Ritual Tatort Schulterblatt: kollektiv kucken im Hamburger Schanzenviertel

Wer Fernsehen für Privatsache hält, ist hier falsch

Wer um acht da ist, hat noch Chancen auf einen Platz“, hieß es. Na prima. Nun ist es zehn nach acht und ich ärgere mich, dass ich diese Vorhersage nicht ernster genommen habe: Die besten Plätze im Haus 73 im Hamburger Schanzenviertel sind besetzt: lauter Mittdreißiger mit lässig übereinandergeschlagenen Beinen, die Bierflasche in einer Hand balancierend, den Blick konzentriert auf die noch leere Leinwand gerichtet.

Ich muss in die hinteren Reihen, mein Sitznachbar für die nächsten 90 Minuten quittiert das ungemütliche Stühlerücken mit Stirnrunzeln und ruckelt sich dann selbst noch mal zurecht, so als gelte es, die bequemste Position auf dem imaginären Sofa zu finden.

Es ist Tatort-Abend: Wer Fernsehen für Privatsache hält, ist hier falsch.
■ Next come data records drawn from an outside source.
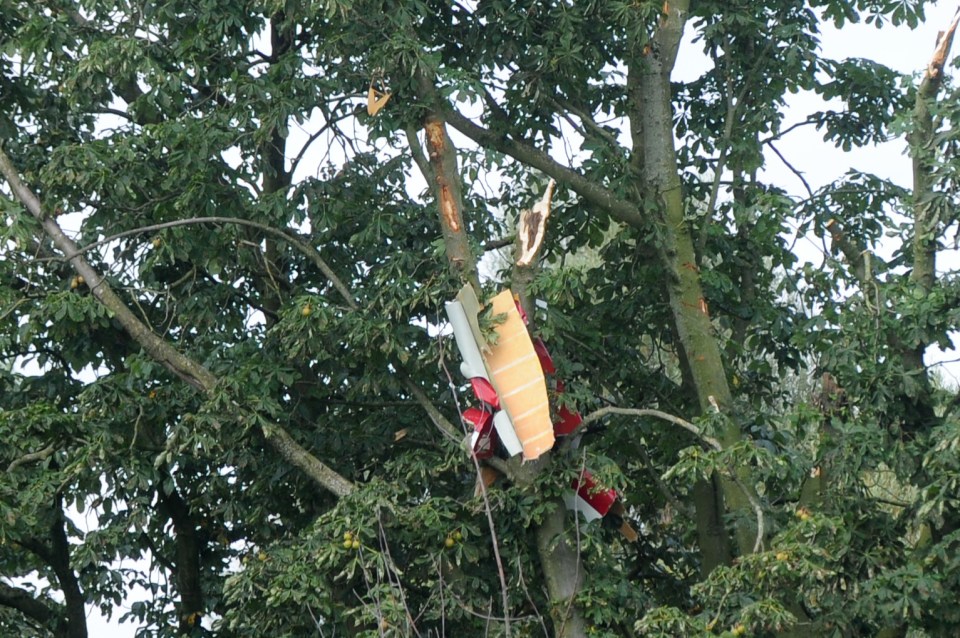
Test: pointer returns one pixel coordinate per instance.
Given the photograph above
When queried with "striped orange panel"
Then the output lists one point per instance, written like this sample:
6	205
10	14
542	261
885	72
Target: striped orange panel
518	378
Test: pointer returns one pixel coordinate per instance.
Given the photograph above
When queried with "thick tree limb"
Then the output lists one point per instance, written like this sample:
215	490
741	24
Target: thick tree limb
176	362
589	190
46	614
596	415
30	457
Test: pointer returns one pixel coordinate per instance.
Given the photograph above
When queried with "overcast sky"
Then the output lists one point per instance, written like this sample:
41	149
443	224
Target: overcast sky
899	48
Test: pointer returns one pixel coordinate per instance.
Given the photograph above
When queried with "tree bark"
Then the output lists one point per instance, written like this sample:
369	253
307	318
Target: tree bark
562	573
661	180
187	572
179	364
74	600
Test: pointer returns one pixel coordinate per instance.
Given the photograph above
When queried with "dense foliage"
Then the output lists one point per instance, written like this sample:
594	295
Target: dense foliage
247	420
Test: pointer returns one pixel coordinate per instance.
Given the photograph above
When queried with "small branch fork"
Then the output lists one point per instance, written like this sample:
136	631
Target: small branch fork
708	441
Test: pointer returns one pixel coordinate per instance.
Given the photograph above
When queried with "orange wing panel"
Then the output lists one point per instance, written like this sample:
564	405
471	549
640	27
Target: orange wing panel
518	378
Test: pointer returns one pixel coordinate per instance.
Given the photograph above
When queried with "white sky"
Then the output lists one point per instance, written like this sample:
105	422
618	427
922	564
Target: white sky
899	48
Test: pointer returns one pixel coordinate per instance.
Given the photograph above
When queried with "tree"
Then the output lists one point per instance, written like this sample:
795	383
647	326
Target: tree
231	367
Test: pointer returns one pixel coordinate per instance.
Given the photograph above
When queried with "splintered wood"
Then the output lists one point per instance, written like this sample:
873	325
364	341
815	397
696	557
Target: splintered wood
436	145
532	227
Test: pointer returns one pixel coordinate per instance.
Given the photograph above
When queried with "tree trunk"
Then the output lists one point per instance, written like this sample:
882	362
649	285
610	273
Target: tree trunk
654	133
562	573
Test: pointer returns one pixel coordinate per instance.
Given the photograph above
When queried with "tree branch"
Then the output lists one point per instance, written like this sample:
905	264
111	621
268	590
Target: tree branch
23	601
589	190
31	457
176	362
596	415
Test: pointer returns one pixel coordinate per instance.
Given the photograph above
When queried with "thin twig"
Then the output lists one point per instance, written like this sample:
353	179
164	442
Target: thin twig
31	457
596	415
792	168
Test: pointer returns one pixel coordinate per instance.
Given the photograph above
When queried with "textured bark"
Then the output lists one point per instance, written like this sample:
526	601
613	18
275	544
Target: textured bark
919	414
439	168
661	181
74	600
562	573
48	615
161	351
187	565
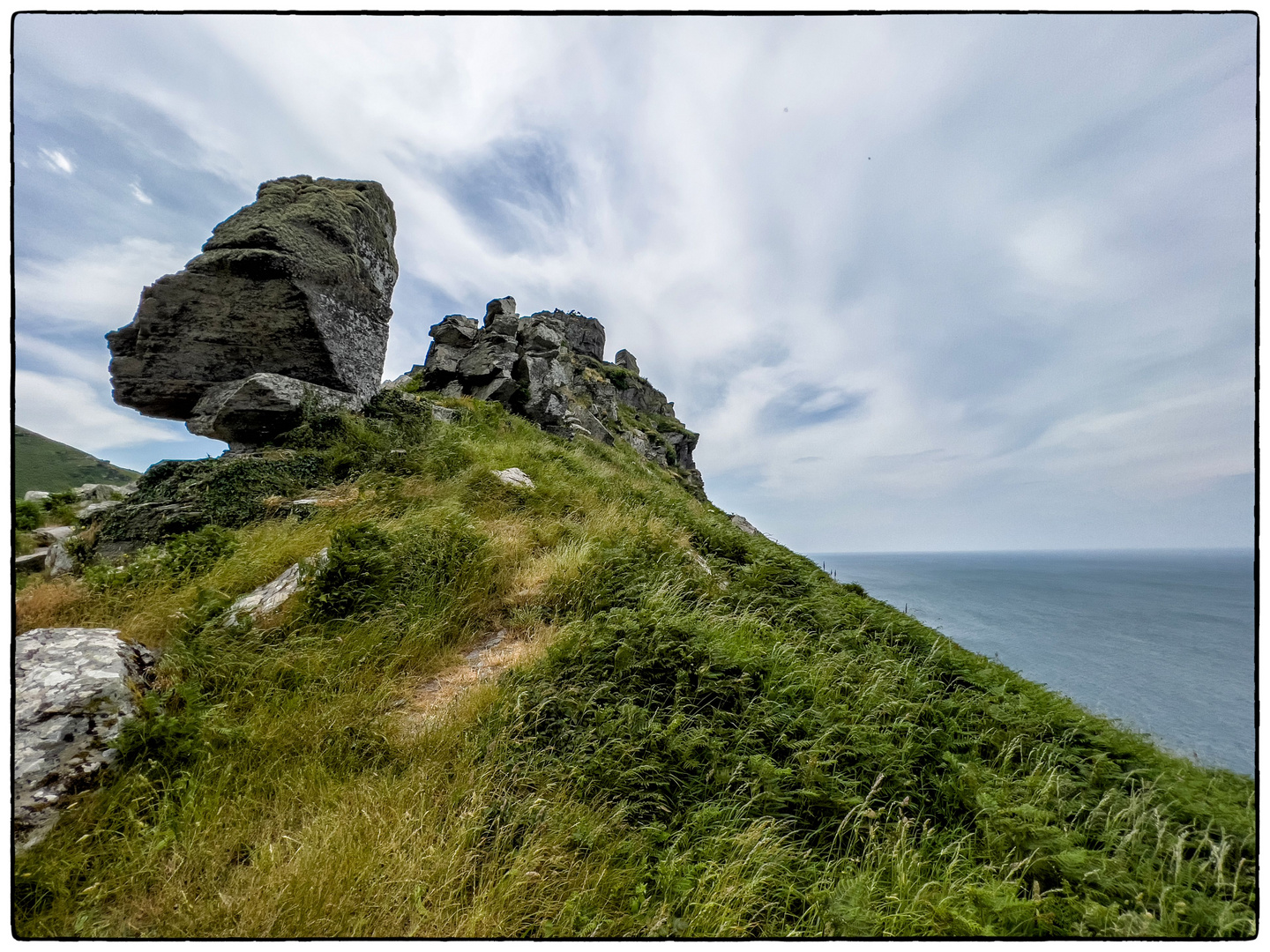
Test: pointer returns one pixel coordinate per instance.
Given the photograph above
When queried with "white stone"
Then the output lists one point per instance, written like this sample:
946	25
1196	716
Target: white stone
513	478
58	560
270	597
86	512
72	689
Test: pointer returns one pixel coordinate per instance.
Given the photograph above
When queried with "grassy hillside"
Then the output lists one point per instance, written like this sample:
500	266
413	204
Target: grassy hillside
40	462
704	735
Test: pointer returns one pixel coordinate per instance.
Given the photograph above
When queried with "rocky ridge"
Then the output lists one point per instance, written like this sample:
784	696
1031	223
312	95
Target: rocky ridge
295	287
549	367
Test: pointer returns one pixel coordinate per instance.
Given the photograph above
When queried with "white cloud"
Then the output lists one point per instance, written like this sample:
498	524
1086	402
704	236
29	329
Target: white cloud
97	288
1020	238
57	160
69	410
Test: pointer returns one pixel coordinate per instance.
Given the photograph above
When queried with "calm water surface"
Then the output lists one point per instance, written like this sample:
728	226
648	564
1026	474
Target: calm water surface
1160	640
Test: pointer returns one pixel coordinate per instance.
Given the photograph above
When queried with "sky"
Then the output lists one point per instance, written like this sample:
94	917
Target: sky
921	282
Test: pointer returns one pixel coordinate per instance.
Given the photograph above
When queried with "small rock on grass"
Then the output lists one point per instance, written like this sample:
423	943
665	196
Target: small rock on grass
72	691
513	478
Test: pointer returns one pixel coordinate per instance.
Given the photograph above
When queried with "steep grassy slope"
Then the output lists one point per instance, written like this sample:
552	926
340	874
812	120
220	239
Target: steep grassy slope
40	462
709	735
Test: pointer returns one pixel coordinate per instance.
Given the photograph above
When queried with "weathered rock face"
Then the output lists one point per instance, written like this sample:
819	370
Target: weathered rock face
72	689
550	368
248	412
295	285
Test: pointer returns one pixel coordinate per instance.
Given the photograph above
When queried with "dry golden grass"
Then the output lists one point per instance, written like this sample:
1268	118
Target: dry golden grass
51	603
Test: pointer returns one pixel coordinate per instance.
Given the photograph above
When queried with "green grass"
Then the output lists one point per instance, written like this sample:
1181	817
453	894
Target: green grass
739	747
48	465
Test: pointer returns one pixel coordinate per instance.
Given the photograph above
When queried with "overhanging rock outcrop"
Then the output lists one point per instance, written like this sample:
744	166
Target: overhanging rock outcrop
550	368
296	285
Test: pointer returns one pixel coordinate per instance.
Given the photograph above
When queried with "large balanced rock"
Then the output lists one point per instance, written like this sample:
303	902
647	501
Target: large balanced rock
72	691
550	368
295	285
260	406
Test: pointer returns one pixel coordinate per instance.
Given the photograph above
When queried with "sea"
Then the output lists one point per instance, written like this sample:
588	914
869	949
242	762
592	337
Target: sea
1161	641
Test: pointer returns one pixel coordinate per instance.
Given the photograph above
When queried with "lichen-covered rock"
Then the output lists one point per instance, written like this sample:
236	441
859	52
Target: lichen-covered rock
272	596
549	367
250	412
72	689
514	478
297	283
57	560
626	360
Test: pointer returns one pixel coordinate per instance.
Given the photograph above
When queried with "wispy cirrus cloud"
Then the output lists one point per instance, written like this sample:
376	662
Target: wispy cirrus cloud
920	280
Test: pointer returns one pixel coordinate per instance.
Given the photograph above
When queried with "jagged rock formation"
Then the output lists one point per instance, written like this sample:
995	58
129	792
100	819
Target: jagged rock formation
295	286
72	689
550	368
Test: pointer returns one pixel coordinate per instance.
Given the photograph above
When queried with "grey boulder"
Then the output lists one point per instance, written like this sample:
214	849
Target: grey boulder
72	691
296	285
625	358
250	412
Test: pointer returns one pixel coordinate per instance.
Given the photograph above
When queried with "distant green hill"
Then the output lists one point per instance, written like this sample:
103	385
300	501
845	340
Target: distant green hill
40	462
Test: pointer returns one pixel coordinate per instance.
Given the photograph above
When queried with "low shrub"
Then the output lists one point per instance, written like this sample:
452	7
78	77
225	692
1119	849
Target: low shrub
355	576
26	514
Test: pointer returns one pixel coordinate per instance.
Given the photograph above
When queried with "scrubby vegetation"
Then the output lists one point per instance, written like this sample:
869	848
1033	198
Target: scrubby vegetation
712	736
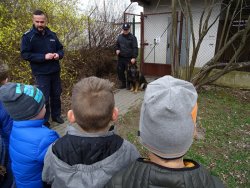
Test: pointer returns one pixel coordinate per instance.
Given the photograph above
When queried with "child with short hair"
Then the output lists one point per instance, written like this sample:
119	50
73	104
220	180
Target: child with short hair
29	139
89	155
167	127
6	177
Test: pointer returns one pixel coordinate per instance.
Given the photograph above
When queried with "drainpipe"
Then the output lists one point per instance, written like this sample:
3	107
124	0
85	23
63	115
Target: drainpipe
89	26
124	17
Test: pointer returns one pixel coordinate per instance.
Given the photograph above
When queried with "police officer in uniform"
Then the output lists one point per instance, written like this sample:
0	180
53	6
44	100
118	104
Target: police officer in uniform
41	47
127	51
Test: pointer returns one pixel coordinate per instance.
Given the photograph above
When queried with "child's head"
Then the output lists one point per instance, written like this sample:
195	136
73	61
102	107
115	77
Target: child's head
4	70
93	104
168	117
22	102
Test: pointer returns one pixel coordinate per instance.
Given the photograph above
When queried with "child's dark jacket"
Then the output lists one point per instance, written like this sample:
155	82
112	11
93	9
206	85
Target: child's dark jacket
145	174
86	160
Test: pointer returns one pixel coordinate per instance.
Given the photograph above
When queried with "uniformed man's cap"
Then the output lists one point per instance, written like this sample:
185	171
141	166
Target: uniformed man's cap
125	26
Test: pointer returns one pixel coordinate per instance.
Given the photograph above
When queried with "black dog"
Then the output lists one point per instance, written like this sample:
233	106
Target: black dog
135	79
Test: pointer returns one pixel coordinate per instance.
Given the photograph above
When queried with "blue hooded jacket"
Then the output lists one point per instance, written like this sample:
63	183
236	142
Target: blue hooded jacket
29	141
5	130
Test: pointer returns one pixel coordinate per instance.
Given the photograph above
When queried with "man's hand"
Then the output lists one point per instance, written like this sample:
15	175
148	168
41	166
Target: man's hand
49	56
133	60
56	56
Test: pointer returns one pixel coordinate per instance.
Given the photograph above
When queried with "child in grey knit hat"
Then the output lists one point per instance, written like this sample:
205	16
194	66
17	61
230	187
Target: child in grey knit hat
167	127
29	138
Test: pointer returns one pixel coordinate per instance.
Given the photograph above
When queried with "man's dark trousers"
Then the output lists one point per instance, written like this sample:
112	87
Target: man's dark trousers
50	85
122	66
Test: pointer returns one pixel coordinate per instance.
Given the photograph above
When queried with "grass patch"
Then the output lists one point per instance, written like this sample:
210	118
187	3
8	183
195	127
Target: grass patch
224	115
Denn das hier ist ein Gemeinschaftsding, kein einsames Durch-die-Mediathek-Klicken, hier läuft kein Stream, der sich viel zu langsam aufbaut. Gutes, altes, lineares Fernsehen, im Kollektiv. Wie schön. Bald ebbt das letzte Tuscheln ab, in der Reihe vor mir macht noch schnell eine Tüte Bonbons die Runde. Die Melodie, na endlich. Als das Tatort-Intro losdröhnt, wird es still.

Heute sind die Bremer Kommissare Lürsen und Stedefreund dran. „Die Lürsen ist mir ja total sympathisch“, sagt eine hinter mir, als Sabine Postel zum ersten Mal ins Bild tritt. „Echt besser als die Furtwängler.“ Interessanter Vergleich, der aber nicht weiter ausgeführt werden kann: „Pssst!“, mein Sitznachbar dreht sich mahnend um, rollt mit den Augen.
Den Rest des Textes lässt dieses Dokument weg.